Yaksa: The Decisive Mission (2022) – Film Review[Netflix].  Spy action cinema without intelligence

The corrupt prosecutor goes where the interests of Korea, China and Japan converge to prove that he deserves to be reinstated. He had no idea how dangerous a snake-filled nest of espionage he had just laid out of his own volition was.

Drunken by the success of the many Korean series on offer, Netflix recently took out one production after another. Movies, series, comedy, suspense, adventure – you can choose from one color. Of course, it’s statistically unlikely that anything that jumps on a streaming platform from the Korean Peninsula will be “Squid game” gold. Even assuming the super optimistic option they come up with is great, you’ll still get it wrong from time to time. Ladies and gentlemen, this is Yaksha!

Yaksha: The Decisive Mission (2022) – movie review [Netflix]. identity crisis

You could argue whether the main character is the aforementioned plaintiff, Ji-hoon (known from Park Hye-soo’s “squid game”), or Yaksha’s title, Kang In (Seol Kyung-joo). The character with whom we enter this world is Ji-Hoon, but the whole story is about Yaksha and his spy team. In the course of a covert operation, it turns out that an enemy state is preparing for an action that could change the entire balance of power in the region. Only by using non-standard, often cruel and illegal methods, and with the help of an all-green Ji-Hoon, maybe we can stop it.

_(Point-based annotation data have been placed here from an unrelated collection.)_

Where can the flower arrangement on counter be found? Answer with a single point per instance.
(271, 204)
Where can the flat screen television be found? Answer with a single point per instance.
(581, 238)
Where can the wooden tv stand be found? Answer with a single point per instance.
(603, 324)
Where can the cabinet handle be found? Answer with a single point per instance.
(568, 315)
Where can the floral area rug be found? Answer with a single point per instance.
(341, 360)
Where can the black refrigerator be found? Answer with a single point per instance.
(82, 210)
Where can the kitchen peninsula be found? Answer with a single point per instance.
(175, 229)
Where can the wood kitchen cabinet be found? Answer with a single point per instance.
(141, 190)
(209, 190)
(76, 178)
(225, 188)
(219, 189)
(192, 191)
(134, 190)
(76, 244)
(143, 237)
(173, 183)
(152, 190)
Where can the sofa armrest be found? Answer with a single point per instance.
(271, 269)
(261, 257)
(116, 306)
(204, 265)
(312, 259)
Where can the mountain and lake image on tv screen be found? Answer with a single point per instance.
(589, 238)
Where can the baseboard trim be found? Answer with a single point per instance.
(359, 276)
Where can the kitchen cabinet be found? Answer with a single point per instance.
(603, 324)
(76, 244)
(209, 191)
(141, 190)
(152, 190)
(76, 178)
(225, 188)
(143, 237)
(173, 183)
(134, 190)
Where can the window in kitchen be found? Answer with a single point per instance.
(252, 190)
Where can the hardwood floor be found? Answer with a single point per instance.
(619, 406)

The Korean story is a bit of an action movie and a bit of a spy movie. The creators themselves don’t know if they want to tell a powerful story about spies, betrayals, stalking and overcoming mutual intelligence, Mission Impossible, or the stylized James Bond. The result was a highly disjointed production – full of shoddy John Wick-style action scenes and ridiculous “everyone betrays” betrayals and twists. Some of these betrayals are not true and are actually another type of betrayal that aims to betray another person. Sound unnecessarily complicated? Because that’s what a movie directed by Hyeon Na is all about.

Yaksha: The Decisive Mission (2022) – movie review [Netflix]. Who was cutting it?!

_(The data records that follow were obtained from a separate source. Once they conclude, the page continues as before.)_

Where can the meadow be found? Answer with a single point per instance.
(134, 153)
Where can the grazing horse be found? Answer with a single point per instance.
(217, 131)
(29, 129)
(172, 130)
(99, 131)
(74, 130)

Looks like Ji-Hoon has finally understood what he's got into

Yaksha is a demon or good spirit of the same name from Hinduism. Kang-In earned this nickname because of his cruelty. If the task is to be done, you can be sure that his black team can handle it. The movie begins with a scene in which Yaksha literally drives a car full of hostile spies. Neon lights striking eyes from all sides makes the world literally drown in colour. I don’t know if this is what a typical Chinese city night looks like, but saturation with intensely bright colors doesn’t look good on screen – like we’re watching a music video, not a movie. The car breaks down, Yaksha takes something from the passengers, throws a grenade inside and drives away, compulsively ignoring the fiery explosion right behind her back. He attacks one of the fugitives and runs over another spy along the way. When he finally gets it, we see how good the action in the movie can be.

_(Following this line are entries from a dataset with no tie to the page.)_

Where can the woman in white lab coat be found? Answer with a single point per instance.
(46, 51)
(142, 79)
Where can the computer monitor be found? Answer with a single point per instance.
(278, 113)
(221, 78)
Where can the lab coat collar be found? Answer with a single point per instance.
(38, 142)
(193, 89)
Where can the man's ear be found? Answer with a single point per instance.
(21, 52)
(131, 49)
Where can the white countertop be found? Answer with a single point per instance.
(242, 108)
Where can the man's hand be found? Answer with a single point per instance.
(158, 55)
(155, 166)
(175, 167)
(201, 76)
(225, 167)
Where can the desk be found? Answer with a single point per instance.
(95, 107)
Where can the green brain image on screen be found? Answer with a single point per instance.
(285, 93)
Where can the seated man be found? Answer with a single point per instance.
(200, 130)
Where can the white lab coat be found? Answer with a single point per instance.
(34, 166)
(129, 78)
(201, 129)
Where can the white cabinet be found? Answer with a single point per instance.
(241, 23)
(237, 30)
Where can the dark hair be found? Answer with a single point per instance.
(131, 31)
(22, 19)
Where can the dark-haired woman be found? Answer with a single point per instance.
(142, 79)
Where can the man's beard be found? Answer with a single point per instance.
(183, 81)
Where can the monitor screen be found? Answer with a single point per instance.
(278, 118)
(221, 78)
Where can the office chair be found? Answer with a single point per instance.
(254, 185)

The camera often captures the actors in wide shots, rotating on its axis behind the blows and bodies of the fighters. There is only one problem – the editor cannot keep shooting for more than half a second. This makes the battle incredibly fragmented and chaotic. In addition, it lacks strength – the viewer does not feel the force of the blows at all. And as if that weren’t enough, the movie is pretty brutal… I mean. The body is thick, but the camera will always move sideways or up before the hero pulls the trigger. I’m not a psychopath, and I don’t need every movie to show minute parts of the brain and skull bloodied on the wall behind the exit head wound, but when you spin like that – in theory – sharp cinema you should be able to show this and that.

About the script, its quirks, its holes, its tendency to exaggerate, its predictability, and in the end a poor solution, I can write the entire second script, but here I can not go into details, because there are spoilers. So what I wrote in generalities and the fact that the creators have the audacity to declare continuity is enough, again in a weak and powerfully stereotypical way. “Yaksha: The Decisive Mission” (“Fierce Mission” in English, but I don’t know the closest translation to the original) is not a very bad movie. Watchable, poorly executed, but overall, the creative work and abundance of twists will easily attract most viewers within 120 minutes of showtime. The problem is, nothing in this movie is 100 percent good. A two-hour festival of mediocrity. From poverty you can watch it.